Er zijn ook wetten die het handelen van gemeenten wel degelijk beperken, maar slechts zelden wordt alle handelingsvrijheid weggenomen. Kenmerk van het bestuur in opdracht, dat wij ‘medebewind’ noemen, is dat de gemeente wel richtlijnen krijgt, maar die naar bevind van zaken kan uitvoeren. Als daarbij de term decentralisatie valt is het in alle geval uitkijken: het kan gaan om loutere loketfuncties (dat is geen decentralisatie), om sterk beperkende wetgeving (dat is schijndecentralisatie) en om vrijheid scheppende interventies, echte decentralisatie dus. Voor een gemeenteraadslid is dat een lastig onderscheid, want je moet de wet telkens redelijk goed doorzien om schijn en werkelijkheid uit elkaar te houden. Wethouders zijn in het voordeel: die hebben ambtenaren om het hen uit te leggen.

Nog een mythe: de idee dat de macht van het gemeentebestuur wordt bepaald door het budget waarover het beschikt. Dat is een al te mooie aanleiding om te zeggen dat die macht weinig voorstelt, omdat verreweg het meeste geld afkomstig is van het rijk. Dat laatste is waar, maar dat zegt weinig.

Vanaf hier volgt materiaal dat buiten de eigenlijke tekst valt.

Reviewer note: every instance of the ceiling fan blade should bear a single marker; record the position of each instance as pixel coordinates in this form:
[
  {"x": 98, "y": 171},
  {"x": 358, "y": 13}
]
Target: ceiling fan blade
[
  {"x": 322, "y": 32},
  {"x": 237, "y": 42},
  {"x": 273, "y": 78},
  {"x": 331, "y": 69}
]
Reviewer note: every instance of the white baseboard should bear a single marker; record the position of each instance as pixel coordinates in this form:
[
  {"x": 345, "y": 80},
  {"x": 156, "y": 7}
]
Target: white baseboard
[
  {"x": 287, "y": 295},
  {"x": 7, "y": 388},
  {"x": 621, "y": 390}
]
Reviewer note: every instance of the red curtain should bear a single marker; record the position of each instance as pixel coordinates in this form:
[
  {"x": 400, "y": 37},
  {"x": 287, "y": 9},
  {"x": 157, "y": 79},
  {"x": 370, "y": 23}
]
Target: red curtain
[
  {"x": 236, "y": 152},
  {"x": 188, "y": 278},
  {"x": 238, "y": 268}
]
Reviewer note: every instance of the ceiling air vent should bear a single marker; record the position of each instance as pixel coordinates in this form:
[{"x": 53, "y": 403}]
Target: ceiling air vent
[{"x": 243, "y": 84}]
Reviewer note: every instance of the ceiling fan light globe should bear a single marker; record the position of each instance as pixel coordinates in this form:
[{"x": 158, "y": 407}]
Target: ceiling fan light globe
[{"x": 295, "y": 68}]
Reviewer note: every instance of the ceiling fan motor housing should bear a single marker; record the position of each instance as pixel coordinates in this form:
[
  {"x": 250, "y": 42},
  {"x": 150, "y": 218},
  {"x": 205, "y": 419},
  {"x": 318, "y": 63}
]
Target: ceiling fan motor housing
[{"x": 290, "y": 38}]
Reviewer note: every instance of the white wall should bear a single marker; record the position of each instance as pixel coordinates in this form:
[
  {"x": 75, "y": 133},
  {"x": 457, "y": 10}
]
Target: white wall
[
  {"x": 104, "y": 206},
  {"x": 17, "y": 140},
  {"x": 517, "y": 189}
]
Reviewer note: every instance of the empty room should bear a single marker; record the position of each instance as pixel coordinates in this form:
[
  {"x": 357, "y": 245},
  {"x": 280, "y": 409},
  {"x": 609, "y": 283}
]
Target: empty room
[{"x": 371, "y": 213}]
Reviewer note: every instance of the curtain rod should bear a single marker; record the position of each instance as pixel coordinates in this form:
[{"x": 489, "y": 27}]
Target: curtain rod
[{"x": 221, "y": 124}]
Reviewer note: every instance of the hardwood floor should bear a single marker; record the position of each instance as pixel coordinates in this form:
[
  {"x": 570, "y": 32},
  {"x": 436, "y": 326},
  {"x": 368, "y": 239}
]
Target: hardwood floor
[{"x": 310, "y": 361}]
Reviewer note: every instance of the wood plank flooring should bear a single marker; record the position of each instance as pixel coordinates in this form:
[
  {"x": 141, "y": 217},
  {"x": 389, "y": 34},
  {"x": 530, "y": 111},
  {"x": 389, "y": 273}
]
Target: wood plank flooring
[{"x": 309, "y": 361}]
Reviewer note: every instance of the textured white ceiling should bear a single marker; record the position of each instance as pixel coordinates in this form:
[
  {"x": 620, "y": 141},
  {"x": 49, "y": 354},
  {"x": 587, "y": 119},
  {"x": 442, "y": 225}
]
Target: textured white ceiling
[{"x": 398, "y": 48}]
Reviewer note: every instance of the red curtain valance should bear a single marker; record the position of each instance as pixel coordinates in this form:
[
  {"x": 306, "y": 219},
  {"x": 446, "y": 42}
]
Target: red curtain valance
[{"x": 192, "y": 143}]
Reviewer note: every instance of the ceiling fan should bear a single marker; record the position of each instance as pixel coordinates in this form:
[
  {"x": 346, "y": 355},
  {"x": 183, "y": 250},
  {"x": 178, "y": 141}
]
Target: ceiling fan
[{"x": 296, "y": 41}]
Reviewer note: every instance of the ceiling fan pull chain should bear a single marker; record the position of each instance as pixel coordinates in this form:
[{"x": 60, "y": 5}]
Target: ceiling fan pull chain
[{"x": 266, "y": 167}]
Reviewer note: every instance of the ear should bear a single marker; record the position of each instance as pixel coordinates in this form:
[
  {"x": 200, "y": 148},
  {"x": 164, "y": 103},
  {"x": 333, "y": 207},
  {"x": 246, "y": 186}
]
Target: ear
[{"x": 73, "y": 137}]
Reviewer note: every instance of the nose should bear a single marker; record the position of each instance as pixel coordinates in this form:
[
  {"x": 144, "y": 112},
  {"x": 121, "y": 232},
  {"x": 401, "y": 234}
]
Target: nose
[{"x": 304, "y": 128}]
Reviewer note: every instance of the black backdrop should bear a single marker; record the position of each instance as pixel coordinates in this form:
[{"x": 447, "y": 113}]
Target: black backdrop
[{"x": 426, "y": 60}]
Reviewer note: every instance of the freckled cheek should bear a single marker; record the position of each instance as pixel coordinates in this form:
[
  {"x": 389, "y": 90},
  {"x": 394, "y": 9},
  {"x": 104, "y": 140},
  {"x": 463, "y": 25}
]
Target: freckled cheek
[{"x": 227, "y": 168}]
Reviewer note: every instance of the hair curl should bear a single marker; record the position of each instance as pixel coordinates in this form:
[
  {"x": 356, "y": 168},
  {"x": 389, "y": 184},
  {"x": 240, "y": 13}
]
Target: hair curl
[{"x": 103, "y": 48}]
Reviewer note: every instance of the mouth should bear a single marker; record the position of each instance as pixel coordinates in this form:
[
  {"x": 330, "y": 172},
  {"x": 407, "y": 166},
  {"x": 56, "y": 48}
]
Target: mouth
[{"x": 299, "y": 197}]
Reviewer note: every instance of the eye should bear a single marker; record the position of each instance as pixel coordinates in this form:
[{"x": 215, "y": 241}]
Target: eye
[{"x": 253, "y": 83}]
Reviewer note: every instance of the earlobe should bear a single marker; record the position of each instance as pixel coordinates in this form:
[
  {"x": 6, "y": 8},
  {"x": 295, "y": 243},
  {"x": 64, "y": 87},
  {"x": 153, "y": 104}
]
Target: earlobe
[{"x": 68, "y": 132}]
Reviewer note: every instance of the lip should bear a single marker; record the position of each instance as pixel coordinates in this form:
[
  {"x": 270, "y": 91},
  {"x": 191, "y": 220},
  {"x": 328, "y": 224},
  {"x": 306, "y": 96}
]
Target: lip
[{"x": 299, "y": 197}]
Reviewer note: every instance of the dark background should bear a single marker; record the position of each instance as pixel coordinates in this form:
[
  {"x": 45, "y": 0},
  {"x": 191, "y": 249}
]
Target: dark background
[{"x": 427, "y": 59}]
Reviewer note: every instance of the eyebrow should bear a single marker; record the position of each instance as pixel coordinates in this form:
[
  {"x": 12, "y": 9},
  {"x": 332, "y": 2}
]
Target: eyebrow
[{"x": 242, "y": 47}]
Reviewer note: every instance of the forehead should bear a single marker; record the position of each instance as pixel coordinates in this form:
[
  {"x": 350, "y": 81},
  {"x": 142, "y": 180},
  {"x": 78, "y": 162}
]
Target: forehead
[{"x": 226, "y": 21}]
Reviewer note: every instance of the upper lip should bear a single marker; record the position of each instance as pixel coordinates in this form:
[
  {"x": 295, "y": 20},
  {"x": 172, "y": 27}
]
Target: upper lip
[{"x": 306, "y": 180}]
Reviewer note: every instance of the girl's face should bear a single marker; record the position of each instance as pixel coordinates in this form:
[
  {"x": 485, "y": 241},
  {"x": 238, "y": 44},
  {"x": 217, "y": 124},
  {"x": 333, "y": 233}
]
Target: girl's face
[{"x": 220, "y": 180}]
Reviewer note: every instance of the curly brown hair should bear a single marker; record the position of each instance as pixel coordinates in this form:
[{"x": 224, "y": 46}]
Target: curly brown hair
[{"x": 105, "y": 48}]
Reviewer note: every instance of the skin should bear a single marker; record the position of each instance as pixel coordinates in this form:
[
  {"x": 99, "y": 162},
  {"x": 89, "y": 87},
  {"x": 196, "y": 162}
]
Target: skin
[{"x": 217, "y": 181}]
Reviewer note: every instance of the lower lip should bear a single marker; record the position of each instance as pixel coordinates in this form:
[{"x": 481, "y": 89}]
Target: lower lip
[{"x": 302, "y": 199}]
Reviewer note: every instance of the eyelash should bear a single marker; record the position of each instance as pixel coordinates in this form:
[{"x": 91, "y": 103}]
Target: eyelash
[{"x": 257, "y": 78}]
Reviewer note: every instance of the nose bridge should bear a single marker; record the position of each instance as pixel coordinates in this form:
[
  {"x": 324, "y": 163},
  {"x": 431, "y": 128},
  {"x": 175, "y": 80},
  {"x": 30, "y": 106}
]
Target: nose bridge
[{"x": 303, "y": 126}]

De algemene uitkering uit het Gemeentefonds is in beginsel vrij besteedbaar. De eigen belastingen brengen daarnaast gemiddeld 10 tot 15% van de inkomsten binnen. Wel komt een groot deel van het gemeentelijk inkomen nog uit doelgerichte uitkeringen. Maar, gemeentelijk bestuur gaat lang niet alleen over eigen financiële middelen. De financiën in de volkshuisvesting komen primair van corporaties en projectontwikkelaars. Als het goed gaat, verdient de gemeente daaraan door grondverkoop, maar in elk geval bestuurt zij daar met andermans geld. Het eigen budget omvat dus maar een deel van wat er bestuurlijk en politiek in een gemeentebestuur omgaat.

De ingewikkelde financieringsstromen maar ook de soms erg gedetailleerde wettelijke regels maken het raadslidmaatschap verre van gemakkelijk. Die verleiden er tevens toe te veel en te diep in ‘de stukken’ te duiken om vooral niet te riskeren in de raadsvergadering ‘domme vragen’ te stellen. Colleges speculeren daarop door hun beleid ook nog eens in ondoorgrondelijk proza te formuleren.

Dat is een onnodige en ook niet helemaal behoorlijke beperking van het ambt van raadslid. Hij of zij is in de eerste plaats volksvertegenwoordiger en doet er dus goed aan gepaste afstand te bewaren tot het dagelijks bestuur en vooral veel ‘domme vragen’ te stellen. Het is geen teken van domheid maar van moed om zo af en toe hardop te zeggen dat je van het collegeproza geen woord hebt begrepen en dat het eerst maar eens in normaal Nederlands moet worden gesteld.

Want dat is de derde mythe: dat ingewikkelde zaken alleen maar in ingewikkelde taal kunnen worden geformuleerd.

Dit is de derde en laatste column in een serie over de ‘macht van de raad’.

Bij de voorbereiding van deze columns heb ik mij laten inspireren door een bundel, geredigeerd door Jasper Loots en Piet-Hein Peeters, met de misleidende titel ‘De gemeenteraad heeft geen toekomst. Waarom stemmen op 19 maart 2014?’ (Uitgeverij Pepijn, Eindhoven.) Behalve dat de titel erg alarmistisch en het inleidend proza van de redacteuren erg tobberig is, levert de bundel interessante interviews en boeiende inzichten op.